La Stampa, 16 aprile 2019
Le scimmie super intelligenti
Una manciata di geni, una nuova architettura neurale o una specifica facoltà come il linguaggio: che cosa e quando ci ha reso umani è un quesito che attrae da sempre la scienza. Che non si limita più a osservare o dibattere. Grazie all’individuazione di geni legati a facoltà tipicamente umane e alle tecniche di editing genetico, le stesse all’opera con le gemelline cinesi geneticamente modificate venute alla luce lo scorso novembre, si può tentare di simulare l’evoluzione. Creando super-scimmie con cui studiare quella «spazzata selettiva» che ha portato alla comparsa di una mente come quella di Sapiens.
La notizia arriva ancora dalla Cina. I ricercatori, usando come vettore il virus dell’Hiv, hanno inserito nel genoma di 11 macachi reso la variante umana del gene microencefalina Mcph1, coinvolto nello sviluppo del cervello umano. Ne hanno ottenuto uno sviluppo neurale più lento, senza però variazioni nelle dimensioni del cervello delle scimmiette che, sottoposte a compiti di memoria a breve termine, hanno però dimostrato prestazioni migliori e minori tempi di reazione rispetto ai loro simili. «Questo è stato il primo tentativo di capire l’evoluzione della cognizione umana con un modello di scimmia transgenica», ha detto il genetista Bing Su, primo autore del lavoro pubblicato sulla rivista cinese «National Science Review», dato che non ha trovato spazio altrove, come riporta l’unico autore non cinese dell’articolo, l’americano Martin Styner dell’Università della North Carolina.

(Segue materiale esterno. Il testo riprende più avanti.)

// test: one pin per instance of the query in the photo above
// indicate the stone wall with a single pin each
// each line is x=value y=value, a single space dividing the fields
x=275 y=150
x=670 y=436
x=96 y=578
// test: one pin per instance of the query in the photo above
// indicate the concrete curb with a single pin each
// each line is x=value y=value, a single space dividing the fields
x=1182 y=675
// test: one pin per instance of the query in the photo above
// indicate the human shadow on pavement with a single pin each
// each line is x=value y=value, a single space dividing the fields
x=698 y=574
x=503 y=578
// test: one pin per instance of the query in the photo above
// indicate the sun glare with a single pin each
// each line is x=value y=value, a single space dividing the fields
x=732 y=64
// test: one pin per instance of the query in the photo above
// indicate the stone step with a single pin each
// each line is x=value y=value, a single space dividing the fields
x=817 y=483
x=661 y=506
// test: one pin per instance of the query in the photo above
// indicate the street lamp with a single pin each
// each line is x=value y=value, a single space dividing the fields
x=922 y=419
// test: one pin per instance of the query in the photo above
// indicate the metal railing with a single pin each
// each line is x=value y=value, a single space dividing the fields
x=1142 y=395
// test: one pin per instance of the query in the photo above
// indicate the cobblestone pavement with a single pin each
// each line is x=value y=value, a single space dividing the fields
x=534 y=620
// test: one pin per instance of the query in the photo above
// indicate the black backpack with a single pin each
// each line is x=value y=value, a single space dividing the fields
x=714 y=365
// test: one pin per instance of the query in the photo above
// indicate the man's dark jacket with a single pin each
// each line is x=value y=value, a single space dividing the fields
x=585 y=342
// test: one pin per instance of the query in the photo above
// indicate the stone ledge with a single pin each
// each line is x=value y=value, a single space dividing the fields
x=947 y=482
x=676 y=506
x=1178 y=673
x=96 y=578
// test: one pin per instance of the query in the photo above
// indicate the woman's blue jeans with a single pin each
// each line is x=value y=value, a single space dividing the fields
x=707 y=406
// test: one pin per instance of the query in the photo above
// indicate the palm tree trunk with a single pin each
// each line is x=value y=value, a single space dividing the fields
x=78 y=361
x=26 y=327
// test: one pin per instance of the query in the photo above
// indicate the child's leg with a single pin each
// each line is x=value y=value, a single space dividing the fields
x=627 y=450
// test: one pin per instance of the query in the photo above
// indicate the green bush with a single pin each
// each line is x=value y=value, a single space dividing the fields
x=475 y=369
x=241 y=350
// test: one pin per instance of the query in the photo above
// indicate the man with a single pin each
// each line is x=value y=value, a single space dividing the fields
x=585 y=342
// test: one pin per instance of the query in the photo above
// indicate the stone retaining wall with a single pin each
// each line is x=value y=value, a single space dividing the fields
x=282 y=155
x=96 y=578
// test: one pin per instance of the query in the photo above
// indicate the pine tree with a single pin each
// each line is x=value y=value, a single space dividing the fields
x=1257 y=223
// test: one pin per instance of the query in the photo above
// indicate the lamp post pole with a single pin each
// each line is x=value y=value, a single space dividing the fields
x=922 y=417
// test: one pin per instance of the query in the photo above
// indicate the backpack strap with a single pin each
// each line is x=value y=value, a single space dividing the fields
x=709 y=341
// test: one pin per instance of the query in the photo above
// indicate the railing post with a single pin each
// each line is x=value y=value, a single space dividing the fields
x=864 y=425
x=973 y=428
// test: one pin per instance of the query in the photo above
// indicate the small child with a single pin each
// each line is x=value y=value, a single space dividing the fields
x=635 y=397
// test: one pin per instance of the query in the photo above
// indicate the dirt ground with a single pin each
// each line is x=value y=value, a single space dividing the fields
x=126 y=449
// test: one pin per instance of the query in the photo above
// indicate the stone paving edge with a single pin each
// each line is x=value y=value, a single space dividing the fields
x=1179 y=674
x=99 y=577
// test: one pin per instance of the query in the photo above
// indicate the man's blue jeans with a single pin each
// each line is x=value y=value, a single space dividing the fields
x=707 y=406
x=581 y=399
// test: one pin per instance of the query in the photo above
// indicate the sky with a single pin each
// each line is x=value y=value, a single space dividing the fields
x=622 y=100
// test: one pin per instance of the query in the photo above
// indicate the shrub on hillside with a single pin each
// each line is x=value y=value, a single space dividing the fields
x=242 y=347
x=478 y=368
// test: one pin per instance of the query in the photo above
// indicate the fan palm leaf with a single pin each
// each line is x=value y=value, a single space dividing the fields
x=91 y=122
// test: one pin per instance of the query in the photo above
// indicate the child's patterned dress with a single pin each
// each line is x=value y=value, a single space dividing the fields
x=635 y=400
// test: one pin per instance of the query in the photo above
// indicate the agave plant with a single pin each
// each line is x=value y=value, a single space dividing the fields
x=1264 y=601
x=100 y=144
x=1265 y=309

«È un tentativo di avvicinare per via genetica noi e loro. Il ramo evolutivo che ha portato a bonobo e scimpanzé, specie con cui condividiamo il 98,4% del patrimonio genetico, si è separato da quello del genere Homo 6 milioni di anni fa. L’antenato comune tra noi e i macachi è vissuto 24 milioni di anni fa: tanta è la storia evolutiva che ci separa – spiega Telmo Pievani dell’Università di Padova -. È quindi sbagliato pensare che possano esistere uno o più geni determinanti, i quali, sostituiti singolarmente, possano renderli umani». E comunque gli effetti a lungo termine sono ancora sconosciuti.
«Anche ammesso che si decida di condurre simili esperimenti, questi consentiranno di scoprire singole tessere di un puzzle che è molto complicato – aggiunge -. Oltre ai geni, ci sono i meccanismi di regolazione epigenetica, per studiare i quali bisognerebbe modificare l’intera popolazione e non certo a 11 esemplari». E poi «i geni interagiscono tra loro in modo non banale. Infine ricordo che l’evoluzione è un processo irreversibile e vede all’opera specifici contesti ecologici e determinate pressioni selettive».
Vi è un ulteriore aspetto, non meno scottante. Quello sulla liceità etica di un tale test. Pressoché unanime si è levata la condanna. «L’uso di scimmie transgeniche per studiare i geni umani legati all’evoluzione cerebrale è una strada rischiosa», è stato il commento di James Sikela, genetista dell’Università del Colorado, preoccupato che si possano tentare esperimenti ancora più estremi.
Tuttavia – commenta Pievani – «si ricorre ai primati proprio in virtù della loro somiglianza con noi, che è proprio il motivo per cui sappiamo già che soffriranno. Un ulteriore aspetto, non secondario, è che le sensibilità sono diffuse e molto forti e quindi esperimenti di questo genere possono portare a interventi legislativi restrittivi sull’uso della ricerca sugli animali, che finiscono per precludere altri tipi di studi, come quelli biomedici». Nell’articolo «L’etica dell’uso di primati non umani transgenici per studiare ciò che ci rende umani», apparso nel 2010 su una rivista del gruppo «Nature» e di cui Sikela è autore, si evidenzia che per la vicinanza evolutiva «tali scimmie transgeniche, più di altre specie, possono venire danneggiate da simili ricerche e questo rende simili studi eticamente inaccettabili».